Some of the most brilliant people I've ever interviewed have been dyslexic, including film directors like Bryan Singer (The Usual Suspects), Joe Wright (Anna Karenina) and Guy Ritchie (Snatch), as well as matinee idol Channing Tatum, who opened up to me about the pain he felt about his grades in school until he found fulfillment in a number of artistic pursuits such as dance, sculpting, painting, photography, and of course, acting.
Each of the aforementioned is a nonconformist with a knack for thinking out of the box, a trait also shared by most of the subjects of "The Big Picture: Rethinking Dyslexia." Among the icons who appear in this enlightening documentary directed by James Redford are self-made billionaire Richard Branson, investment house CEO Charles Schwab, California Lieutenant Governor Gavin Newsom, and A-list attorney David Boies.
After hearing them weigh-in about their supposed affliction, one can't help but wonder whether dyslexia might actually be considered by some to be a blessing.
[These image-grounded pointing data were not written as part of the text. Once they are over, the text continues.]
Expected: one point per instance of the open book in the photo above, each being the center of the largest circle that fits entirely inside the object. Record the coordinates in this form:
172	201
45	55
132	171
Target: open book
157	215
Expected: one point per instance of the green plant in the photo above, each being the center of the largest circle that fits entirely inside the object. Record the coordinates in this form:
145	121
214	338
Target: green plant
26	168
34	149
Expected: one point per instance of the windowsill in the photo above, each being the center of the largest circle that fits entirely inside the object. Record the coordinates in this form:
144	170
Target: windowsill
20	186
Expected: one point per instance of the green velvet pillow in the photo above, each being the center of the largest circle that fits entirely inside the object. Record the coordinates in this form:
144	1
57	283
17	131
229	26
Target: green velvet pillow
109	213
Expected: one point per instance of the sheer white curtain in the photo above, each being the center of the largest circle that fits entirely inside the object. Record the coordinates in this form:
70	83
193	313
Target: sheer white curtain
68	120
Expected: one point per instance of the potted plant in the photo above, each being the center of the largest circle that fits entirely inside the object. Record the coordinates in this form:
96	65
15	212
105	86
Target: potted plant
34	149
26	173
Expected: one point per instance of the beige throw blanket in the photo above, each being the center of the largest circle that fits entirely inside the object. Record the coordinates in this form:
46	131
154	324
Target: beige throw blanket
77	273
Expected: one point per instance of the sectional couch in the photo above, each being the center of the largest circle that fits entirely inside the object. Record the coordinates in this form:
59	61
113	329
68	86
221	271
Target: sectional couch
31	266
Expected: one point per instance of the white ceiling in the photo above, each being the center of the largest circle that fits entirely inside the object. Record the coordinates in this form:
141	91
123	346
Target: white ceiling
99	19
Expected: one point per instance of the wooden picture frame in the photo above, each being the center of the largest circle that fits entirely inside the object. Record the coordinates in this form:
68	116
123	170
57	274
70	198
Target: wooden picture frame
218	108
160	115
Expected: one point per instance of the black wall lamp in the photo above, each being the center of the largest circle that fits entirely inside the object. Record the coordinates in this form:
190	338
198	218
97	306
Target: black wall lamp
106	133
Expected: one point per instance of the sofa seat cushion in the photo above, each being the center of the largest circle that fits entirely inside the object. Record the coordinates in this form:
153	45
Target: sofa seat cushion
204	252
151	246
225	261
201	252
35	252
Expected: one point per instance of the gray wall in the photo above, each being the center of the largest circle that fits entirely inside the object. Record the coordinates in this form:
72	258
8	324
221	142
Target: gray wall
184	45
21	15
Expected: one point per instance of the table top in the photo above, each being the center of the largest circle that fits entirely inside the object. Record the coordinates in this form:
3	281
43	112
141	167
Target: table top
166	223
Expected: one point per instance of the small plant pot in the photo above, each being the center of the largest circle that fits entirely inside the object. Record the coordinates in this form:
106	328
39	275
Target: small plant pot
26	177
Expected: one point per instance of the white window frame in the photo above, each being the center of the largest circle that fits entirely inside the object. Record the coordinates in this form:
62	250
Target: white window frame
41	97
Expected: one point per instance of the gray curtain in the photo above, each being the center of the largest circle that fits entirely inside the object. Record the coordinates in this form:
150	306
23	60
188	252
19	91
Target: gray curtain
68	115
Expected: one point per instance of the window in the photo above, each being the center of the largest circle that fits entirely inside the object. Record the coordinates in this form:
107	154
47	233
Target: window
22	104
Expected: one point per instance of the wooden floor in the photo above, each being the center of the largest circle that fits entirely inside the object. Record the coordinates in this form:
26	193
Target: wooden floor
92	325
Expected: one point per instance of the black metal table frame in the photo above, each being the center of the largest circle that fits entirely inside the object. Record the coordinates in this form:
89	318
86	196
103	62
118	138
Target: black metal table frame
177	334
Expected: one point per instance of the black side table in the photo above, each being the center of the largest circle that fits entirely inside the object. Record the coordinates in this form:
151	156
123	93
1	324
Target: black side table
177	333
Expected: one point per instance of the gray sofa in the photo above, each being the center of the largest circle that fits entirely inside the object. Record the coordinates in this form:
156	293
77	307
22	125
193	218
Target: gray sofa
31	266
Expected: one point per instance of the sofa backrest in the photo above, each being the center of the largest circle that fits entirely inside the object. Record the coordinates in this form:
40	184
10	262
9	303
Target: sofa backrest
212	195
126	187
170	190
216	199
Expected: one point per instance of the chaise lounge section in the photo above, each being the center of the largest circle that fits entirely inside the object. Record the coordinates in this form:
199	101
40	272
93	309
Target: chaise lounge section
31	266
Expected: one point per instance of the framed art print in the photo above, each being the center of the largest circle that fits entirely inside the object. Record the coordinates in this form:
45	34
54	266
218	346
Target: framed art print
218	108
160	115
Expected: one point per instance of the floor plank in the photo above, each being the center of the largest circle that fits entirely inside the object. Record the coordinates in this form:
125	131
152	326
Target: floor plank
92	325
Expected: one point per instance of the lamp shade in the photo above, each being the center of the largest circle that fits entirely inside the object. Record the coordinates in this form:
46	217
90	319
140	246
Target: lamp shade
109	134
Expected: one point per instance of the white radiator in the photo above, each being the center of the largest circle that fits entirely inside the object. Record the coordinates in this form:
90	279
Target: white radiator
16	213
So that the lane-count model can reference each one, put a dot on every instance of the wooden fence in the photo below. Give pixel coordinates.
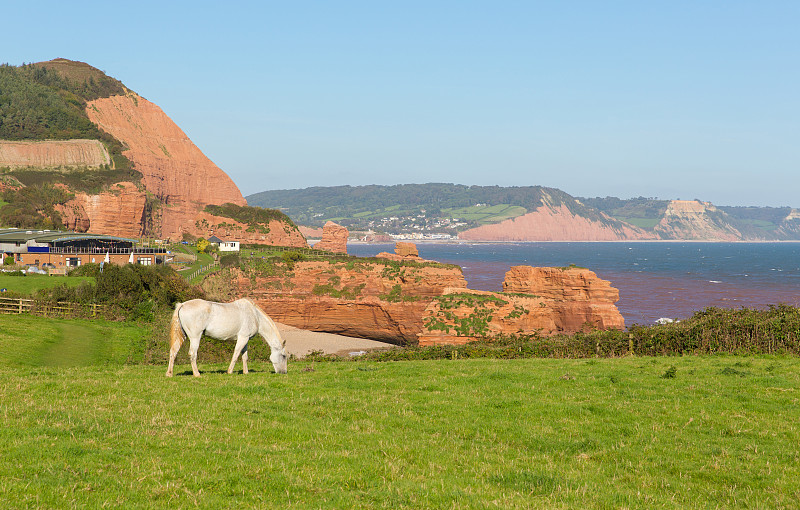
(202, 269)
(22, 305)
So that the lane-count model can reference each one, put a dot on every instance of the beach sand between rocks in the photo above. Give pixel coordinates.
(302, 341)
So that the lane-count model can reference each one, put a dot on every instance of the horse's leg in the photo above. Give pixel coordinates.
(173, 353)
(194, 344)
(244, 360)
(241, 343)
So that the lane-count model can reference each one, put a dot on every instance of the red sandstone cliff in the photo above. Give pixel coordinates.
(543, 300)
(334, 238)
(174, 169)
(409, 303)
(277, 233)
(693, 219)
(548, 223)
(355, 298)
(118, 212)
(53, 153)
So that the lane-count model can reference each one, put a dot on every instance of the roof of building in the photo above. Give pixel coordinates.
(17, 235)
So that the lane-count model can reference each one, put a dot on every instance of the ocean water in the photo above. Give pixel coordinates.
(659, 279)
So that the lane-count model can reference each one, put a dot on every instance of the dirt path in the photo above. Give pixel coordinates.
(75, 345)
(301, 342)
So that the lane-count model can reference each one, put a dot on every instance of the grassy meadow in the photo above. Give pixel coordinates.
(32, 283)
(632, 432)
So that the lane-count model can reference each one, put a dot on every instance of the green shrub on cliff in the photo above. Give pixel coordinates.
(256, 218)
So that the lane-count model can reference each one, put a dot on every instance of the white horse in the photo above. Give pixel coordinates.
(239, 320)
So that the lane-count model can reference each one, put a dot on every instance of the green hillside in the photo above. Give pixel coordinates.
(433, 207)
(47, 101)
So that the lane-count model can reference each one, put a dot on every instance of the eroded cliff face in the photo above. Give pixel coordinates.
(277, 233)
(695, 220)
(334, 238)
(121, 211)
(543, 300)
(548, 223)
(53, 153)
(182, 178)
(421, 302)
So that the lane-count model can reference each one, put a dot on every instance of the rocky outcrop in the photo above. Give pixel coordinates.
(355, 298)
(334, 238)
(53, 153)
(422, 302)
(548, 223)
(276, 233)
(310, 232)
(173, 168)
(696, 220)
(118, 212)
(536, 300)
(402, 251)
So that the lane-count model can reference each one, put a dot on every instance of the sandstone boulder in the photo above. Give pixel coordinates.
(180, 176)
(402, 251)
(334, 238)
(536, 300)
(117, 212)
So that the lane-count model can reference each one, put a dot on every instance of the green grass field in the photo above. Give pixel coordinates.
(634, 432)
(30, 284)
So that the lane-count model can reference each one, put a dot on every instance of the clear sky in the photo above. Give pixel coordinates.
(669, 99)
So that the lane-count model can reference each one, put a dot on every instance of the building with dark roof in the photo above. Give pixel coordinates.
(59, 249)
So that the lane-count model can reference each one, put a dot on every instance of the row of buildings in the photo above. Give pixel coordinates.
(59, 250)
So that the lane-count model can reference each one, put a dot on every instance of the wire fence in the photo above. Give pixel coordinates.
(15, 306)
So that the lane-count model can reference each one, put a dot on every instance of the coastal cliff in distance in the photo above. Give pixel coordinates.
(532, 213)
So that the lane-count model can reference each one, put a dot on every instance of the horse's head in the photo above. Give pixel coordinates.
(279, 360)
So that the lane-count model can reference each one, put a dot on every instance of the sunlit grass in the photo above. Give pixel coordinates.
(605, 433)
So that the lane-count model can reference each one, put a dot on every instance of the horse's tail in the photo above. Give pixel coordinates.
(176, 335)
Boies points out his learning disability's positive correlation with creativity, which helps explain why so many born with it have blossomed in unique fashion in their respective fields. Branson says dyslexics are trustworthy because "We say what we mean," while Newsom believes their brains enjoy the advantage of being able to see "The Big Picture."
Besides the rich and famous, the film focuses on youngsters (in grammar school, junior high, high school and college) and their parents as they share what life is like after a diagnosis of dyslexia. What's abundantly clear is that each has managed to overcome the combination of low expectations and frustrations with spelling and reading to prove themselves capable of competing with classmates on the highest level, so long as some slight accommodations are made which take their condition into consideration.
An admirably informative and empathetic effort clearing up common misconceptions, essentially explaining that dyslexia is not a character flaw but merely a neurological issue affecting as many as one out of five individuals.